Hwachae, the term for popular Korean non-alcoholic punches, is typically made up of a variety of fruits and flowers steeped in water or fruit juice with honey, such as magnolia berry juice or whatever fruit you’re using.
Subak-Hwachae, or Watermelon Fruit Punch, which you can make alcoholic if you’d like, is the most well-known Hwachae. You can alter this recipe by including any other fruits, ice, and honeyed watermelon juice. For a zingier effect, you can also add Sprite or sparkling water.
The drinking habits of the Korean people are steeped in tradition and history.

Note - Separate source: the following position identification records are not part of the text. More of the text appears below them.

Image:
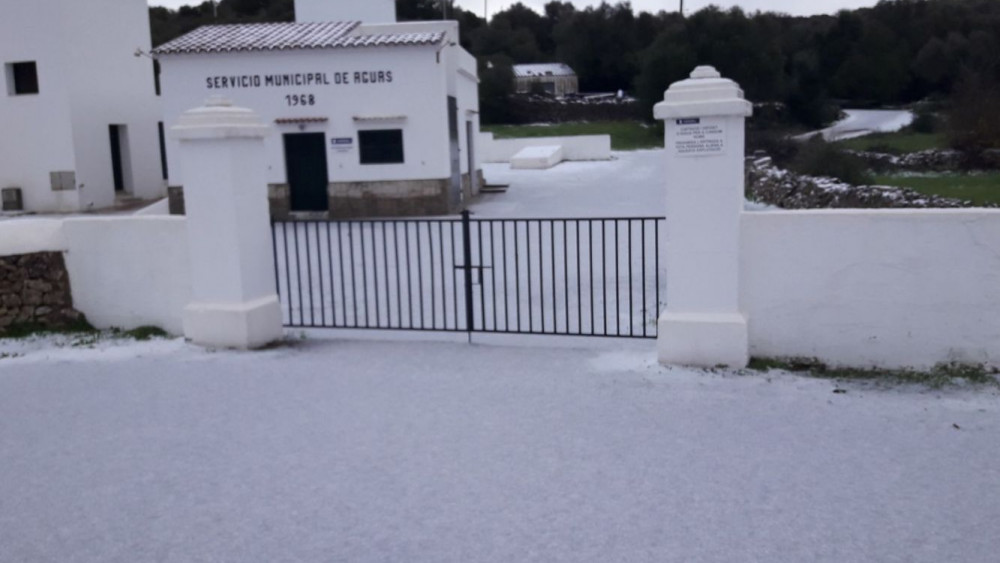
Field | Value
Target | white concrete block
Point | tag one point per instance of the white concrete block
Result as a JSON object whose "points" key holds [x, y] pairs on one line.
{"points": [[575, 147], [243, 326], [703, 340], [537, 158]]}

These days, you can incorporate it into your daily life and bring Korea closer to you by purchasing Korean soft drinks from the grocery store.
If you’re interested in learning more about non-alcoholic drinks in Asia, check out our blog about N/A Japanese drinks!
If you’re exploring sobriety right now, there are always ways to avoid and say no to alcohol. That sounded a little after-school-special didn’t it? All the same, we’re here for you!
Non-Alcoholic Korean Drinks FAQs
Below is a list of the most well-known non-alcoholic beverages you must try.
- Banana Milk
- Sunggnyung (Scorched Rice Tea)
Banana mat uyu is arguably the most well-known non-alcoholic beverage in South Korea. A survey by Statista in 2021 shows that about 18.1 percent of South Koreans have drunk banana milk in the last three months compared to other flavored milk brands.
Sikhye is a popular non-alcoholic, sweet drink from South Korea that is produced with barley malt powder (the same material used to create beer and bread), sugar, rice, and occasionally pine nuts. It is pleasantly sweet, and the barley malt imparts a very distinct flavor.
Yes, there is alcohol-free soju that is available under the halal label. Soju comes in two varieties: halal and non-halal. The non-halal bottle is significantly slimmer than the halal bottle.
Sovi, a K-drama fan who enjoys a variety of Korean delicacies but has never tasted soju because it contains alcohol, is the creator of the original idea. Sovi’s soju tastes like a virgin mojito and is free of alcohol.